Auch die Gewerkschaft will Reform der Kur
ÖGB-Chef Foglar: Kuren ändern, aber nicht abschaffen.
Peter McDonald, der Chef des Hauptverbandes der Sozialversicherungsträger, hat mit seiner Kritik am österreichischen Kursystem einen Stein ins Rollen gebracht: Er wolle „weg vom alten Kurgedanken der Adelszeit und hin zu stärkerer Gesundheitsvorsorge“, sagte der ÖVP-nahe Sozialversicherungschef in mehreren Interviews.
ÖGB-Präsident Erich Foglar reagierte verschnupft auf die medialen Ankündigungen.
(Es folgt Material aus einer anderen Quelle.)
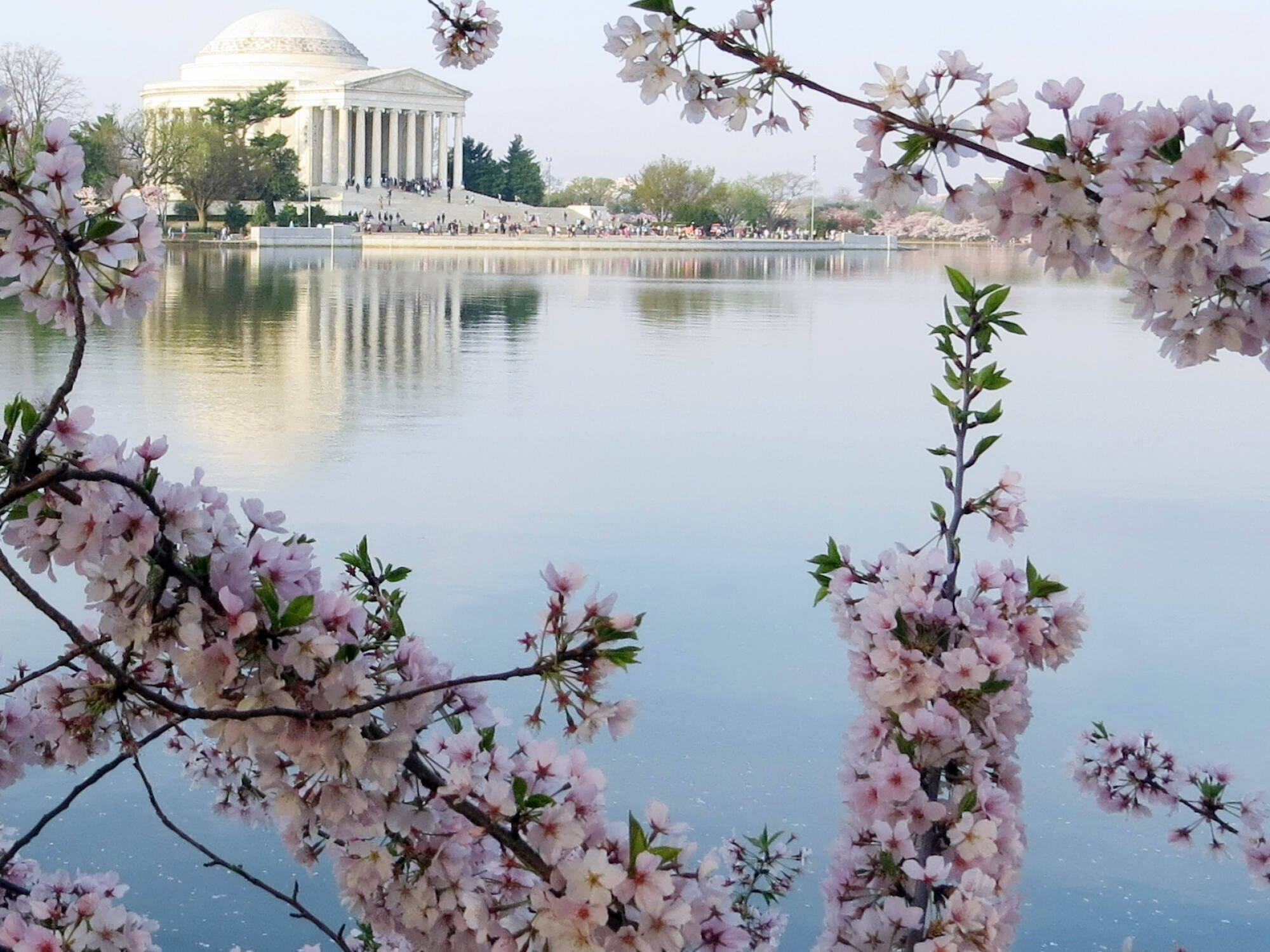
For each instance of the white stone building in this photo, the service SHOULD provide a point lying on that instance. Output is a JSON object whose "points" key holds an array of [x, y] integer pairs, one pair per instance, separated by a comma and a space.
{"points": [[354, 122]]}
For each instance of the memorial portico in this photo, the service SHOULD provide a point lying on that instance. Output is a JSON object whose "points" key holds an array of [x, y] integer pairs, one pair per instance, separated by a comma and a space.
{"points": [[352, 122]]}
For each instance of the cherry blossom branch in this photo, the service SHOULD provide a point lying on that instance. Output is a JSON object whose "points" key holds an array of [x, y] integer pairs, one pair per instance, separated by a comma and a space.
{"points": [[63, 662], [584, 653], [293, 901], [506, 838], [1131, 775], [67, 253], [130, 751], [777, 69]]}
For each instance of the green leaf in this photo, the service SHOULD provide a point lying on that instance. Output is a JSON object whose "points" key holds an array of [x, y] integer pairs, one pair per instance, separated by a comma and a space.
{"points": [[638, 841], [994, 301], [299, 612], [982, 447], [104, 228], [1173, 150], [623, 657], [915, 148], [991, 416], [1041, 587], [961, 285], [269, 597], [1056, 147]]}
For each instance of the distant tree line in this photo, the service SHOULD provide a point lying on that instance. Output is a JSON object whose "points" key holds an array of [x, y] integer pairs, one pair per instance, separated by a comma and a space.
{"points": [[514, 178], [675, 191], [214, 155]]}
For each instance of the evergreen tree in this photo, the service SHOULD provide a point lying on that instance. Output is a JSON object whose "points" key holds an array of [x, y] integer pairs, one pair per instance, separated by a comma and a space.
{"points": [[483, 173], [523, 176], [104, 143]]}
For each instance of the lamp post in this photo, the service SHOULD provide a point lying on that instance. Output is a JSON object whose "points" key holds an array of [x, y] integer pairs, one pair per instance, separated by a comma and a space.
{"points": [[813, 197]]}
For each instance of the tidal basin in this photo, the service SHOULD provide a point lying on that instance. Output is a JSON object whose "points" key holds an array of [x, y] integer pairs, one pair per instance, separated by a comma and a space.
{"points": [[690, 428]]}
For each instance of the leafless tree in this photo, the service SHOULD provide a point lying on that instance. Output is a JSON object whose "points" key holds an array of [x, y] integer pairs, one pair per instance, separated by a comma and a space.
{"points": [[40, 88], [157, 145]]}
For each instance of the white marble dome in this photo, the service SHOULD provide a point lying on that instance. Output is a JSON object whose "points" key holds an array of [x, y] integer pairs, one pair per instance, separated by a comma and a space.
{"points": [[275, 45]]}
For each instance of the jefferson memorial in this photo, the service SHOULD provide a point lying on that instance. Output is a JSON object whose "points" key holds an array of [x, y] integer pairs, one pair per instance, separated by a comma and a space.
{"points": [[354, 122]]}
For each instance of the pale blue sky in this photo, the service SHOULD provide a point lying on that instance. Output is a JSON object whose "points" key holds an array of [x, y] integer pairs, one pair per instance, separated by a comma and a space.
{"points": [[552, 82]]}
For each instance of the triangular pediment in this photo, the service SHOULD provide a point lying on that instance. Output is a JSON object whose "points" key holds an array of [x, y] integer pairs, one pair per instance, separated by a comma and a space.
{"points": [[411, 82]]}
Eine durch „Neid und die Privilegienschiene“geprägte Sommerdebatte um die Kur sei „populistisch und nicht zielführend“, warnte er am Dienstag.
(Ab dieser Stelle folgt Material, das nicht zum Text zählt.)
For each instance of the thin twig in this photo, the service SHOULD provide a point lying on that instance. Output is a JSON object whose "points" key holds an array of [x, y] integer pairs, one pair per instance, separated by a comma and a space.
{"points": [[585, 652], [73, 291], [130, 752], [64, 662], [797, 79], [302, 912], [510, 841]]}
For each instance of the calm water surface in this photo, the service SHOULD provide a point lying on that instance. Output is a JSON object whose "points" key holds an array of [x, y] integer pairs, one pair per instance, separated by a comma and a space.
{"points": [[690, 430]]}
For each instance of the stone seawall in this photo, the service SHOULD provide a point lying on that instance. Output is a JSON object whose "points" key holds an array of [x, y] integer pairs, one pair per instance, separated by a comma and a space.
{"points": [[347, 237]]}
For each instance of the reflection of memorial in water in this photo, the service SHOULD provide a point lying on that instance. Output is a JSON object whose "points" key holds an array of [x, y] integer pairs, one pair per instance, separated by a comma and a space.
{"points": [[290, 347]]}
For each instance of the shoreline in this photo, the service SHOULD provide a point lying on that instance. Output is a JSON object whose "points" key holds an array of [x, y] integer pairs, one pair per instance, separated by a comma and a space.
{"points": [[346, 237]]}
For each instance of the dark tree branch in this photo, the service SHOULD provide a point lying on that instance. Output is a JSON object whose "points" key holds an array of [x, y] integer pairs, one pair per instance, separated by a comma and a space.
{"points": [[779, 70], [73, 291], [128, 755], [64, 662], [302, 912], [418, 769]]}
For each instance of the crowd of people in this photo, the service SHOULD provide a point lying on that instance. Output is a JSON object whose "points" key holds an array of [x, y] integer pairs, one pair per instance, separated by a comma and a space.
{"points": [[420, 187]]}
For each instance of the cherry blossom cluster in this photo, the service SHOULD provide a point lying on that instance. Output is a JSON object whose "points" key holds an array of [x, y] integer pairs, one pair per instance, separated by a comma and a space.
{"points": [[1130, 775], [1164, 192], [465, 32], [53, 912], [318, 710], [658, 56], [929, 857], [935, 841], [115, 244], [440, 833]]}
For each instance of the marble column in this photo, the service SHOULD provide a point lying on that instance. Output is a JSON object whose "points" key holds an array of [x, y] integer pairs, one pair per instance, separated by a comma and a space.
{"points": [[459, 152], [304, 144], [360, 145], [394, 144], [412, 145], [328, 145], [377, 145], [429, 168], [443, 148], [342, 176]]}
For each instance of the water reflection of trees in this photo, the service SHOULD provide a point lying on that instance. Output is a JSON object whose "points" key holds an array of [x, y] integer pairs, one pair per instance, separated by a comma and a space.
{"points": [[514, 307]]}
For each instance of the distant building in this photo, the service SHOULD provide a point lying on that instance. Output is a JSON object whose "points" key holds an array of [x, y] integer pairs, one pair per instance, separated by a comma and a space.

Doch auch Foglar deutete an, dass es „sinnvolle Änderungen“im Kursystem geben werde. Die Pensionsversicherungsanstalt (PVA) arbeite schon seit geraumer Zeit an dem Thema, versicherte der Gewerkschaftschef: „Das ist nicht die Erfindung des Herrn McDonald.“Es gehe um nachhaltige Veränderungen, auch im Bewusstsein der Menschen, und zwar in Richtung Verantwortungsförderung. Ein Pilotprojekt existiere, derzeit warte man auf die Evaluierung.
Hintergrund der Auseinanderset- zung: Der Hauptverband der Sozialversicherungsträger ist – wie das gesamte Sozialversicherungswesen – paritätisch organisiert. In den Leitungsgremien sitzen also gleichermaßen Arbeitgeber- und Arbeitnehmervertreter. Die Fäden hinter den Kulissen ziehen demzufolge vor allem die Wirtschaftskammer (der McDonald entstammt) und der Gewerkschaftsbund. Ohne ÖGB wird es die von Hauptverbandschef McDonald gewünschte Reform nicht geben.
ÖGB-Präsident Foglar stellte am Dienstag klar, dass die Kur unverzichtbar sei. „Wir brauchen sie dringend.“Derzeit würden alle, die sie in Anspruch nehmen, in einen Topf geschmissen, kritisierte er. Schwer belastete Berufe gebe es aber auch heute noch, und all jene, die am Haltungs- und Stützapparat nachhaltig geschädigt würden, brauchten sie zur Linderung ihrer Beschwerden.
Der Verband der pharmazeutischen Industrie (Pharmig) zeigte sich am Dienstag reformbereit. „Kritisches Hinterfragen“der Kur heiße nicht kürzen oder streichen, erklärte Generalsekretär Jan Oliver Huber in einer Aussendung. Die Kritik an Hauptverbandschef McDonald sei daher unangebracht. Es müsse möglich sein, „einzelne Leistungen dahingehend zu überprüfen, ob sie noch zeitgemäß sind – aktuell etwa, ob die heutige Form der Kur noch ihrem ursprünglichen Sinn entspricht. Damit wird auf transparente Art und Weise der Einsatz der Gelder der Versicherten hinterfragt.“
Nur die FPÖ steigt auf die Bremse. Gesundheitssprecherin Dagmar Belakowitsch-Jenewein befürchtet, „dass die Reform und Weiterentwicklung der Kur, von der McDonald spricht, in einer Verschlechterung und Reduzierung des Angebots für die Versicherten mündet“.
Martin Gleitsmann, Sozialexperte der Wirtschaftskammer, forderte eine genaue Zielvorgabe für Kuren. Wenn jemand mit noch mehr Übergewicht als bei der ersten Kur einen weiteren Kurantrag stelle, müsse man dies hinterfragen, sagte er. Grundsätzlich sollen diejenigen erreicht werden, die wirkliche Gesundheitsschäden haben.